The Appeals Court went on to find that while the hospital president's statements to the Boston Globe did constitute protected petitioning activity, his email to hospital staff did not. This was so according to the Court because while the email may have been part of the overall strategy to address unit conditions with hopes of influencing the regulators, there was nothing to indicate the email itself had been provided to regulators or that regulators were told about it. The Court reversed the trial court's denial of the special motion to dismiss insofar as it had allowed the entire defamation claim to survive, and concluded that while the claim survived, it could not be based on the hospital president's statements to the Globe, only on his internal email.

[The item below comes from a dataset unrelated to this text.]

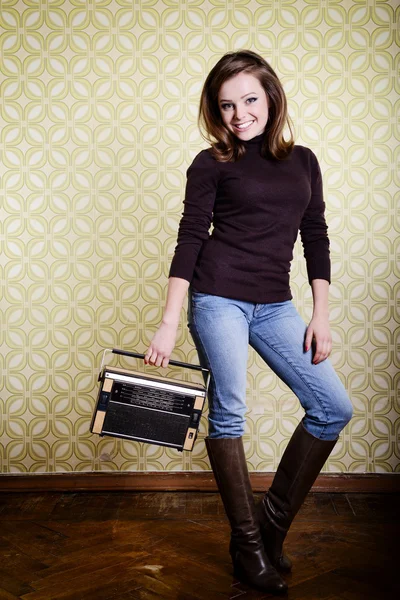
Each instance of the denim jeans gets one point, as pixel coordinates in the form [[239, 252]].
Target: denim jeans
[[222, 328]]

The anti-SLAPP statute allows dismissal of a claim "based solely" on petitioning activity. This "based solely on" standard was the Supreme Judicial Court's effort to avoid constitutional questions surrounding the anti-SLAPP statute raised in Duracraft v. Holmes Prods. Corp., 427 Mass. 156 (1998). It requires a party seeking disimssal based on the anti-SLAPP statute to make a "threshold showing" that the complaint is based solely on petitioning activity and has no other substantial basis. The Supreme Judicial Court crafted this requirement to address the constitutional "conundrum" of how to protect a defendant's right to petition the government, while also protecting the plaintiff's right to petition by filing suit.
Recognizing that the nurses' defamation claim as a whole was not "based solely" on petitioning activity, the Appeals Court dealt with the "based solely" on requirement by explaining that even though the claim was not based solely on petitioning activity, it could have been because the Globe statements and the email were "distinct actions" that "could readily have been the subject of separate counts."
In other words, notwithstanding the SJC's ruling in Duracraft, claims can be dismissed in part even if they are not "based solely" on petitioning activity.
NOTES FOR DIE-HARD ANTI-SLAPP FANS
1. The Plaintiff nurses also sued Harshbarger and his firm for defamation and intentional infliction of emotional distress based on Harshbarger's investigative report. They countered with their own special motion to dismiss, and the trial court found the statements in the report constituted protected petitioning activity under the anti-SLAPP statute. The Court went on to find the hospital president's statements were petitioning activity also because they were "essentially" "mirror images" of statements in the Harshbarger report.
2. The Court did not need to analyze the second prong of the anti-SLAPP statute (whether the petitioning activity was devoid of reasonable basis in fact or law and caused plaintiffs actual injury) because the plaintiffs had not argued otherwise.
3. Justice Mary T. Sullivan concurred in the result, but questioned whether a single count alleging two separate bases for defamation could be dismissed given the "based solely on" requirement set out in Duracraft. Justice Sullivan noted that "[w]here the pertinent allegations suggest that there may be both petitioning activity and nonpetitioning activity, the motion must be denied." Justice Sullivan went on to wonder whether the SJC's decision in Wenger v. Aceto (allowing without discussion dismissal of less than all claims on anti-SLAPP grounds) applied or whether the pronouncement by the Appeals Court in Ehrlich v. Stern that the anti-SLAPP inquiry "produces an all or nothing result" correctly states the law. She concurred in the majority's result because she found that the statements to the Globe were protected "mirror image" statements, but invited "further clarification of the reach of the 'sole purpose' doctrine first articulated in Duracraft." She also cited this author's article One claim at a time: The inherent problems with piecemeal application of the anti-SLAPP statute.